Regolazione della secrezione

La ghiandola tiroide partecipa con l'ipotalamo e con l'ipofisi a costituire un asse caratterizzato da un classico meccanismo di controllo a feedback. L'ipofisi regola la produzione di ormoni tiroidei attraverso TSH. Le cellule che producono TSH costituiscono il 5% delle cellule ipofisarie e sono localizzate nella parte anteromediale della ghiandola. Il TSH ha un peso molecolare di 28-30 kDa ed è formato da due subunità: una catena a (92 aminoacidi), comune alle altre glicoproteine ipofisarie come LH e FSH e alla gonadotropina corionica (human chorionic gonadotropa, hCG), e una sutbunità beta (112 aminoacidi), che conferisce la specificità degli effetti.

La subunità beta e la subunità alfa sono inibite nella trascrizione del loro gene, presente sul cromosoma 1 e 6, rispettivamente, dall'ormone tiroideo, mentre la loro trascrizione viene attivata da TRH. L'ormone TSH maturo deriva dalla glicosilazione delle molecole proteiche all'interno del reticolo endoplasmatico e dell'apparato di Golgi. Il TSH, viene prodotto in concentrazioni tra 100 e 400 microgrammi/die e ha un'emivita biologica di 50 minuti.
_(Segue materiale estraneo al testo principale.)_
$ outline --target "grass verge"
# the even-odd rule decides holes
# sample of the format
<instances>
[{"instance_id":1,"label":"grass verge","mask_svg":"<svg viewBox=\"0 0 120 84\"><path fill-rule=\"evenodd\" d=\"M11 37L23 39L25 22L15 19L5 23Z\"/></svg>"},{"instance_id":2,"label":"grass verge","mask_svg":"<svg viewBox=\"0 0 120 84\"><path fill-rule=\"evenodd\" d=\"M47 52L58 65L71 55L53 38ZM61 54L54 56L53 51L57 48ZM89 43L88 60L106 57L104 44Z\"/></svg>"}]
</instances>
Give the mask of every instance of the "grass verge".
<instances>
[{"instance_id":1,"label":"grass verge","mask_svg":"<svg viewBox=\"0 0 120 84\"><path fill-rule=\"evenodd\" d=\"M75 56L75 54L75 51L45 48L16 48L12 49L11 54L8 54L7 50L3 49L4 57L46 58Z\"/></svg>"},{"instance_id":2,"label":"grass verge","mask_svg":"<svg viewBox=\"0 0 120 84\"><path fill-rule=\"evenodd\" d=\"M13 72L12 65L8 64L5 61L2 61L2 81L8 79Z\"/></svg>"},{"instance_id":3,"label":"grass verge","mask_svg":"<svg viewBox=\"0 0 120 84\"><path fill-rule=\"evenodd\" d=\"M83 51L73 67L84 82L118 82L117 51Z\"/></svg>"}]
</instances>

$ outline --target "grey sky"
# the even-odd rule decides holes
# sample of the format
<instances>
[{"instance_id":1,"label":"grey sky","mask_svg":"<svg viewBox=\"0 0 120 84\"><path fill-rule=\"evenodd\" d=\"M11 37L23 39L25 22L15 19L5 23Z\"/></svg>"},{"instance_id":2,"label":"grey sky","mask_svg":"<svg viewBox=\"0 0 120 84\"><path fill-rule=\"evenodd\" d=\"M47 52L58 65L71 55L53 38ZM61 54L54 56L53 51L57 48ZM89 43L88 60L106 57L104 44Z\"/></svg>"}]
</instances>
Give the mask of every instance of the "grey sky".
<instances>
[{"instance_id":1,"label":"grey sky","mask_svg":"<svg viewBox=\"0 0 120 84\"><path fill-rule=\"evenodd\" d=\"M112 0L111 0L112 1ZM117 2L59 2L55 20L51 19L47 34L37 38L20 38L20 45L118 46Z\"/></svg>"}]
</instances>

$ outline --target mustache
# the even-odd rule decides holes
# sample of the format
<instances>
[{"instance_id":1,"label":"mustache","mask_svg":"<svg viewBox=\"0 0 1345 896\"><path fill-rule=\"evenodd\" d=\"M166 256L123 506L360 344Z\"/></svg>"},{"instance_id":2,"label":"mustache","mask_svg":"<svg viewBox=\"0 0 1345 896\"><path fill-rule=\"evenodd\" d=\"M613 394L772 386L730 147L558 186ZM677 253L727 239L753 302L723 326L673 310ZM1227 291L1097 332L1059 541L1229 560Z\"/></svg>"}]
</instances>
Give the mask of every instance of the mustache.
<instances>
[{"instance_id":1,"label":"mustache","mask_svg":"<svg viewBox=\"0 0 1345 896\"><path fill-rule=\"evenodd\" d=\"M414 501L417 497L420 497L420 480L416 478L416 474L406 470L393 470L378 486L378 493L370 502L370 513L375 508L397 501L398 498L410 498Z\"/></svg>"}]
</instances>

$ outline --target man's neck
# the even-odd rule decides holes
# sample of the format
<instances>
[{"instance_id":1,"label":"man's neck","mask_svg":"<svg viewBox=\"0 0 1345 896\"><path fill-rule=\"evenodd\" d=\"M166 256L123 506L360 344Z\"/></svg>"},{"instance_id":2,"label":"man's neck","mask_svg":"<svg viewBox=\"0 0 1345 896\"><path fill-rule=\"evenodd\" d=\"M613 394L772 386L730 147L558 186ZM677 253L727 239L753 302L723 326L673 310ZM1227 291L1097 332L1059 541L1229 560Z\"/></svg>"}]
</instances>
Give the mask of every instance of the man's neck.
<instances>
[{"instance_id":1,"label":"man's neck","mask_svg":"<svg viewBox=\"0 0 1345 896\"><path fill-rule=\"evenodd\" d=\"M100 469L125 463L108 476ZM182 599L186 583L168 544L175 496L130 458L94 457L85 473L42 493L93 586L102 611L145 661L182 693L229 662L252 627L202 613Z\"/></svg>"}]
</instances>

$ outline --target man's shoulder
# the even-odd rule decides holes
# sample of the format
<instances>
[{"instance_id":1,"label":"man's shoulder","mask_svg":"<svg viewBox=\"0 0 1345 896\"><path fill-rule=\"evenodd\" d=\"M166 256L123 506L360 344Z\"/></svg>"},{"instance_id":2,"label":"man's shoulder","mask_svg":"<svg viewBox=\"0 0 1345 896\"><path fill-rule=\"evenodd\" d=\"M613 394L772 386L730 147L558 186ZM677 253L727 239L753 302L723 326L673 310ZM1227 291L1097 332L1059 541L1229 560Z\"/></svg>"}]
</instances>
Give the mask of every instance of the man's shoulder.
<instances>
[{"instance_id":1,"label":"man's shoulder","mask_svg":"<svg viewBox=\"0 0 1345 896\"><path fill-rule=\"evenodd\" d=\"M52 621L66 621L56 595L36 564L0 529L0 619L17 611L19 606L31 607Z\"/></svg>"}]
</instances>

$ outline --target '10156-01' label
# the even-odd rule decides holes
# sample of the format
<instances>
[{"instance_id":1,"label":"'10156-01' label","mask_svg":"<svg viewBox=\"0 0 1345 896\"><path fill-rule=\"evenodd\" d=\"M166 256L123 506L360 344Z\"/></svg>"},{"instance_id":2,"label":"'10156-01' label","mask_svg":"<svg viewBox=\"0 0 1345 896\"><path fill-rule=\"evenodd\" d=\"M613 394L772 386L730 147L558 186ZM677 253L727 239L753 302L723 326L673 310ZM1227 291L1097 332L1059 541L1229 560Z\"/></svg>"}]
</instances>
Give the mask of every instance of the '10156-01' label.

La secrezione del TSH presenta picchi ogni due-tre ore, un picco secretorio massimo circadiano tra le 23 e le 5 del mattino e uno minimo tra le 16 e le 19. Il TSH prodotto dall'ipofisi raggiunge la ghiandola tiroide, dove fa sintetizzare e liberare gli ormoni tiroidei.

Il TSH si lega, infatti, al proprio recettore, che appartiene alla famiglia dei recettori accoppiati alle proteine G. Il recettore presenta un dominio extracellulare, la serpentina tipica dei recettori accoppiati a proteine G, e un dominio intracellulare. Dopo il legame del recettore con il TSH, inizia una sequenza di reazioni intracellulari, che porta alla sintesi di ormoni tiroidei e alla loro liberazione in circolo. Si attiva infatti la cascata dell'inositolo trisfosfato (IP3), con un aumento intracellulare anche di calcio oltre alla formazione di adeno-sinmonofosfato ciclico (cAMP).

La secrezione di TSH è stimolata da TRH. TRH è un tripeptide (piroglutamil-istidil-prolina-amide), che deriva dà una molecola più lunga (pre-proormone) e che si ritrova ampiamentedistribuito nel cervello e a livello gastrointestinale. TRH determina la liberazione di TSH a livello ipofisario. L'effetto stimolatorio inizia con il legame al suo recettore, che appartiene alla famiglia dei recettori accoppiati a proteine G e determina la formazione intracellulare di IP3 e l'aumento intracellulare di calcio, che appunto facilita la secrezione di TSH. Il TRH stimola anche la liberazione di PRL codificando per lo specifico mRNA. La secrezione di TSH è inibita dall'ormone ipotalamico somatostatina che impedisce a livello ipofisario i i picchi di secrezione del TSH. Anche la dopamina inibisce l'espressione del gene della subunità sopprime la secrezione di TSH del 70%. Il TSH prodotto dall'ipofisi raggiunge la tiroide, dove fa liberare T4 e T3.